2. Cut the Sink Opening
Remove the waste material from the countertop, cutting just inside the layout lines. Make curved cuts at the corners and then finish them by making perpendicular straight cuts. If you are working with butcher block, lay out the cutting lines and make the cut with a jig saw fitted with blade that cuts on the downstroke.
Sand the cut edges of the sink cutout , including the top edges, until they are smooth. For a professional appearance, use a router and a 1/4-inch roundover bit to cut a profile all around the top of the cutout.
Apply finish to the countertop and cut edges.
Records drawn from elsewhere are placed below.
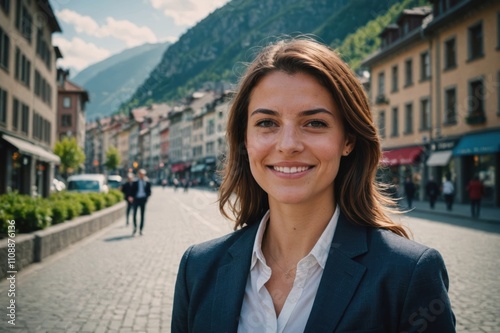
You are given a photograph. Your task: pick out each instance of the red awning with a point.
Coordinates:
(179, 167)
(401, 156)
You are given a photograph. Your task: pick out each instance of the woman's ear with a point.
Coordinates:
(349, 144)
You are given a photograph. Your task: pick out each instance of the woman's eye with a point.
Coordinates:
(317, 123)
(265, 123)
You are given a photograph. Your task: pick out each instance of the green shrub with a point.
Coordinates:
(59, 211)
(88, 206)
(98, 199)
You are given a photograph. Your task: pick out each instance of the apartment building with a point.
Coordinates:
(435, 95)
(71, 101)
(28, 96)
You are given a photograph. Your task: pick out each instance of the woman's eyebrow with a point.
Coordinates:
(304, 113)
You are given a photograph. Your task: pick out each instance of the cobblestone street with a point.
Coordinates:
(113, 282)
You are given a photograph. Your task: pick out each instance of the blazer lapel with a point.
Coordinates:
(231, 281)
(340, 277)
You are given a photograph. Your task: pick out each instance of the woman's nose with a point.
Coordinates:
(289, 140)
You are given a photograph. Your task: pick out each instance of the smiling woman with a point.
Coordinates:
(316, 250)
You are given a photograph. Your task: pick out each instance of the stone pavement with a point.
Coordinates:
(113, 282)
(487, 214)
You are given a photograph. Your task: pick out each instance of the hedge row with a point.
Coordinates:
(33, 214)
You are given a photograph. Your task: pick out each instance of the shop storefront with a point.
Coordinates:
(397, 164)
(440, 162)
(479, 154)
(25, 167)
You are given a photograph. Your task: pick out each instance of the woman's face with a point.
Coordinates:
(295, 138)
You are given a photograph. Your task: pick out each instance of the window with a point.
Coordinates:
(24, 21)
(408, 118)
(5, 5)
(211, 127)
(4, 50)
(498, 31)
(425, 114)
(3, 107)
(394, 78)
(475, 37)
(66, 102)
(210, 148)
(43, 49)
(476, 98)
(425, 66)
(395, 121)
(66, 120)
(15, 114)
(381, 83)
(450, 104)
(23, 68)
(25, 118)
(381, 124)
(408, 73)
(450, 54)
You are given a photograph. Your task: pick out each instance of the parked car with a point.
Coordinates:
(57, 185)
(114, 181)
(88, 183)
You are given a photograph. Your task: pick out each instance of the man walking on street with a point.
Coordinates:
(449, 193)
(141, 190)
(128, 194)
(476, 191)
(409, 187)
(432, 190)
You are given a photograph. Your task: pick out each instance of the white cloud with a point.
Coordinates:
(78, 53)
(126, 31)
(187, 12)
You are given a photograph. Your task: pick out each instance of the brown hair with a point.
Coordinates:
(358, 195)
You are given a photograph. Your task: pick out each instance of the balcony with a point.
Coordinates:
(476, 118)
(381, 99)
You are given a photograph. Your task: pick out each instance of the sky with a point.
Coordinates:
(93, 30)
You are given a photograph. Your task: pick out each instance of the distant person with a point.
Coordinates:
(410, 189)
(432, 191)
(127, 189)
(185, 184)
(141, 191)
(448, 193)
(476, 192)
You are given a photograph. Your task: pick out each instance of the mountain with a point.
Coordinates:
(215, 49)
(113, 80)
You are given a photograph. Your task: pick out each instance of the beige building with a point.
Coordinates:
(435, 95)
(28, 96)
(71, 100)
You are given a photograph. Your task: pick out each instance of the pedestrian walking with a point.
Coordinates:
(127, 189)
(410, 189)
(315, 250)
(448, 193)
(142, 191)
(432, 191)
(475, 188)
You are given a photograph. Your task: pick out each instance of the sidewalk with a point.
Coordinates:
(487, 214)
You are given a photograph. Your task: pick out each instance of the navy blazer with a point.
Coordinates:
(147, 188)
(374, 281)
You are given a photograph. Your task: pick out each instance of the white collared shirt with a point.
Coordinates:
(258, 313)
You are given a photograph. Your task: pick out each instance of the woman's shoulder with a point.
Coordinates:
(217, 246)
(396, 246)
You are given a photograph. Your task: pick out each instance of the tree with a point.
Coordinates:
(71, 155)
(112, 158)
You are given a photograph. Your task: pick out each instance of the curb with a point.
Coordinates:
(38, 245)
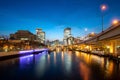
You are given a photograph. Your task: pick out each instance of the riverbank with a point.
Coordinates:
(13, 54)
(110, 56)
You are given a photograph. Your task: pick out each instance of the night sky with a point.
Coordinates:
(55, 15)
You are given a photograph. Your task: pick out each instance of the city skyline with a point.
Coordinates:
(54, 16)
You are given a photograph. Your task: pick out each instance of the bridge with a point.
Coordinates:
(106, 42)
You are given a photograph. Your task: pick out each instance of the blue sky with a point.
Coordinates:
(55, 15)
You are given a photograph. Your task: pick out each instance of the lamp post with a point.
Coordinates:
(103, 8)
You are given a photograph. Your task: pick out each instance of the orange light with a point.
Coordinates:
(115, 21)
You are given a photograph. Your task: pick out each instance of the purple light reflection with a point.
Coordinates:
(25, 60)
(31, 51)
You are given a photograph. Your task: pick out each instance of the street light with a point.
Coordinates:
(103, 8)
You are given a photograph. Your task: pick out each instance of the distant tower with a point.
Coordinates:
(40, 35)
(67, 34)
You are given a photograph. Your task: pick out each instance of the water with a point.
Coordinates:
(59, 66)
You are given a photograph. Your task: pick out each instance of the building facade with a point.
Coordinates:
(40, 36)
(23, 35)
(68, 39)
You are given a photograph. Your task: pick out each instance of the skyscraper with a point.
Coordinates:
(40, 35)
(67, 37)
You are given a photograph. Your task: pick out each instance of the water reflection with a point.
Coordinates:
(84, 71)
(68, 62)
(104, 65)
(64, 65)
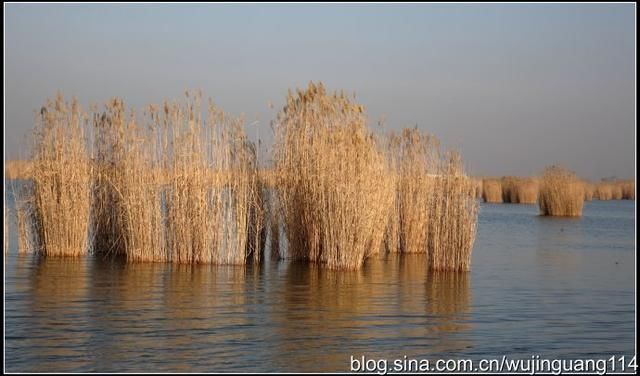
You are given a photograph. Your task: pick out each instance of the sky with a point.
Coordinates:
(513, 87)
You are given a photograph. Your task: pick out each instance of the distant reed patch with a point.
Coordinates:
(561, 193)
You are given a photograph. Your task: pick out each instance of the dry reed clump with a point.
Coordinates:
(629, 190)
(604, 191)
(435, 210)
(17, 169)
(561, 193)
(589, 190)
(128, 213)
(477, 187)
(516, 190)
(183, 188)
(334, 191)
(492, 191)
(53, 209)
(616, 192)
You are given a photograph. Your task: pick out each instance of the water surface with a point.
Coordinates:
(547, 286)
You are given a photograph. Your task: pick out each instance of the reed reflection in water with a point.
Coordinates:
(95, 315)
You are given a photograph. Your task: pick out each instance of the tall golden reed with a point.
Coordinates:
(178, 186)
(629, 190)
(435, 210)
(517, 190)
(561, 193)
(54, 207)
(604, 191)
(492, 191)
(334, 190)
(589, 190)
(128, 218)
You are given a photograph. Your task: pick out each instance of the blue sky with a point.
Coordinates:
(513, 87)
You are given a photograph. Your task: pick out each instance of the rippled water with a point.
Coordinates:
(553, 287)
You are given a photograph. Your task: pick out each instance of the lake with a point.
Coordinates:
(554, 287)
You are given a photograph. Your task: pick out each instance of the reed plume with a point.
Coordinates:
(561, 193)
(492, 191)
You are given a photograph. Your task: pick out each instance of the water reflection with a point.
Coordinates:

Urethane varnish is a good choice that does not require replenishment; butcher block oil is a more natural finish but it will need occasional re-application.
3. Build the Sink Support
Measure and mark the location for the sink platform and U-shaped frame on the sidewalls of the sink base cabinet. Careful measurement is required here to ensure that the bottom of the sink will just graze the bottom edge of the countertop. Make sure to take the thickness of the support platform into account when marking the position for the frame cleats on the side walls of the cabinet.
Build a U-shaped support frame for the sink from straight 2 x 4s. The side members of the frame should be cut so the front member overlaps their ends. The front member should be flush with the fronts of the kitchen cabinet frames.
Attach the side members by screwing through the cabinet walls and into the 2 x 4s, making sure the frame is square and level. Screw the front member into the ends of the side members. For extra holding power, apply construction adhesive to the frame before screwing it in place.
4. Install the Sink Platform
Install a platform cut from 3/4-inch particle board or medium-density fiberboard onto the support frame. The platform should stop a couple of inches before the cabinet back to allow you to run the water supply tubes to the faucet. Anchor the platform to the support frame with screws and construction adhesive.
You will also need to make a cutout in the platform beneath the sink drain opening. Make the cutout (circular is best) large enough to accommodate the drain pipe and trap.
5. Position the Sink
Place the sink onto the platform. This job will be easiest of you have a helper, because farmhouse sinks are usually quite heavy. If you have located the support framework correctly, the sink should slide in, almost grazing the underside of the countertop. Check to make sure the gap between the sink top and the countertop underside is slight and uniform around the perimeter of the sink.
Because of the weight of most apron sinks, no mechanical fasteners are required. But do use clear silicone adhesive to bind the sink to the countertop underside, either by caulking the gap or applying silicone to the top to the sink flange if you will be installing the countertop after the sink is in place.
6. Complete the Plumbing Connections
Make the water supply and drain hook-ups. Most apron sinks do not have precut holes for faucets. You'll need to drill them into the countertop in the strip between the sink and the backsplash and then mount the kitchen faucet directly to the countertop.